Oggi di Oxygizer non si sente quasi più parlare, tant'è che sono solo 36 le pagine in rete che ne parlano contro le 311.000 per esempio del termine "creatina" (ovviamente che se ne parli non significa che un integratore funzioni, la condizione è solo necessaria, non sufficiente!).
Inoltre i risultati scientifici citati (a prescindere dalla loro attendibilità) praticamente non hanno nessuna rilevanza. Vediamo perché.
oxygerIl punto a) chiarisce già che il rendimento non aumenta (quindi come si può parlare di miglioramento della prestazione?); è vero che diminuisce lo sforzo per cui ci si potrebbe aspettare che con lo stesso rendimento si possa continuare per un tempo maggiore. Purtroppo la durata dello sforzo che il soggetto può sostenere non è data dalla frequenza cardiaca, ma dal suo sistema esoergonico, cioè da come riesce a produrre energia. L'energia spesa per correre una maratona dipende solo marginalmente dalla frequenza cardiaca a cui si corre (se a 160 o a 158 pulsazioni al secondo: sì, perché per uno scienziato il fatto che la frequenza cardiaca diminuisca anche di due pulsazioni è importante, ma per la vita quotidiana questa è una scoperta ininfluente...), ben più importanti sono le scorte di glicogeno e la capacità di bruciare i grassi acquisita con l'allenamento.
Il punto b) sarebbe interessante se fosse attuabile. Mentre al cicloergometro è possibile compiere sforzi anaerobici assumendo contemporaneamente la bevanda, ve lo vedete un runner durante un 1500 che beve mezzo litro d'acqua per andare più forte? Poiché la componente anaerobica diminuisce al crescere della distanza (già nei 10000 è di qualche percento e nella mezza maratona è trascurabile), ben si comprende come il punto b) sia ininfluente dal punto di vista pratico.
Il punto c) è quello che praticamente potrebbe essere sfruttato. Sfruttato sì, ma non nella corsa.

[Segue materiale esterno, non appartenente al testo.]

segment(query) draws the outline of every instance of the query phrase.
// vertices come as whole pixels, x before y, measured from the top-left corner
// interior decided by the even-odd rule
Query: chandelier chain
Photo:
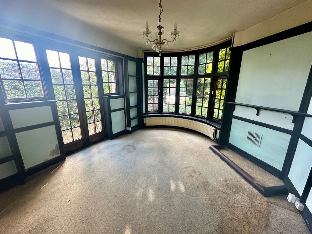
[[[163,13],[163,7],[161,6],[161,0],[159,2],[159,21],[158,25],[160,26],[160,22],[161,21],[161,13]]]

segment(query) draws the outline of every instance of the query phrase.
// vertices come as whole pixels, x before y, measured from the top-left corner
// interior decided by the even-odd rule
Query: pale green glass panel
[[[54,125],[18,133],[15,135],[25,169],[60,155]]]

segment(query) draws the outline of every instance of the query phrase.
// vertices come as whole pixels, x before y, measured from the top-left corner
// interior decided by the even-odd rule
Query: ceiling
[[[305,1],[163,0],[163,37],[170,39],[176,21],[180,38],[175,46],[169,44],[169,50],[208,44]],[[12,21],[36,27],[42,22],[47,27],[62,27],[65,25],[60,24],[62,20],[66,30],[83,24],[135,47],[149,49],[152,45],[145,45],[142,31],[147,20],[154,35],[158,4],[157,0],[0,0],[2,14]]]

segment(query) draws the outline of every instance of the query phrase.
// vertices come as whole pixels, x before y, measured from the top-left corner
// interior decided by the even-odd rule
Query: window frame
[[[187,51],[177,52],[162,52],[162,55],[159,56],[160,58],[160,74],[159,75],[147,75],[147,60],[146,58],[148,56],[158,56],[158,54],[155,52],[150,51],[144,52],[144,101],[145,102],[145,108],[144,113],[146,114],[165,114],[167,115],[180,115],[186,116],[200,118],[211,121],[220,124],[222,121],[213,118],[211,115],[211,110],[213,109],[212,107],[212,102],[214,95],[215,94],[213,92],[214,84],[215,80],[217,77],[227,76],[228,71],[217,72],[217,63],[219,58],[219,51],[221,49],[231,47],[231,41],[229,40],[220,44],[210,47],[194,50],[191,51]],[[212,73],[210,73],[198,74],[199,56],[201,54],[213,52],[213,58],[212,63]],[[182,56],[185,56],[195,55],[195,62],[194,65],[194,74],[193,75],[187,74],[181,75],[181,62]],[[177,75],[164,75],[164,60],[165,57],[177,57]],[[230,59],[231,57],[230,57]],[[209,95],[209,100],[208,109],[207,117],[197,115],[195,114],[196,109],[196,91],[197,80],[198,79],[210,77],[211,78],[210,86]],[[192,78],[193,81],[193,92],[192,95],[192,103],[190,114],[179,112],[180,90],[181,87],[180,82],[181,79]],[[148,110],[148,100],[147,80],[149,79],[155,79],[158,80],[159,98],[158,100],[158,108],[157,111],[150,112]],[[176,79],[176,103],[175,110],[174,113],[168,112],[163,111],[163,80],[168,79]]]
[[[0,35],[0,37],[8,39],[12,41],[13,41],[13,46],[14,49],[14,51],[16,56],[16,59],[9,59],[7,58],[0,58],[0,59],[6,60],[11,61],[14,61],[17,62],[17,66],[18,68],[19,72],[20,74],[21,72],[21,71],[20,66],[19,65],[19,62],[26,62],[30,63],[36,63],[37,64],[37,67],[38,72],[38,75],[39,76],[39,81],[40,81],[40,84],[42,90],[43,96],[42,97],[23,97],[23,98],[8,98],[7,96],[7,94],[4,89],[2,79],[0,79],[0,90],[2,89],[3,96],[4,98],[4,100],[5,101],[5,104],[19,103],[20,102],[28,102],[35,101],[45,101],[49,100],[48,98],[48,92],[46,88],[46,85],[44,79],[44,75],[43,70],[42,68],[42,61],[41,59],[42,55],[41,54],[41,52],[39,49],[40,47],[38,44],[35,41],[35,40],[29,38],[27,37],[21,36],[17,36],[16,35],[6,35],[6,34],[4,34],[3,35]],[[34,48],[34,51],[35,53],[35,55],[36,56],[36,61],[30,61],[28,60],[24,60],[21,59],[19,59],[17,56],[17,54],[16,52],[16,49],[15,44],[14,43],[14,41],[17,41],[21,42],[25,42],[32,45]],[[23,80],[22,79],[21,77],[21,80]],[[28,79],[27,79],[28,80]],[[23,86],[23,88],[24,87]]]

Infatti il recupero dopo una gara o un allenamento tirato non è dovuto alla presenza d'ossigeno. La disponibilità d'ossigeno consente di pagare il debito d'ossigeno contratto durante la prova; ma tale debito (che è collegato alla produzione di acido lattico) normalmente si paga in poche decine di minuti, qualche ora al massimo nelle condizioni più critiche. Infatti, contrariamente a quanto credono ancora tanti runner, i problemi di recupero che si avvertono il giorno dopo una gara non sono dovuti all'acido lattico (che come detto scompare mediamente dopo circa un'ora), ma al mancato reintegro delle scorte energetiche (glicogeno), ai microtraumi (si pensi alla corsa in discesa anche a velocità non massimali in soggetti non allenati), al catabolismo muscolare ecc. Praticamente il maggior recupero da un surplus di ossigeno potrebbe essere sfruttato in quegli sport o quelle condizioni in cui sforzi anaerobici intensi si alternassero a pause di 5-10'.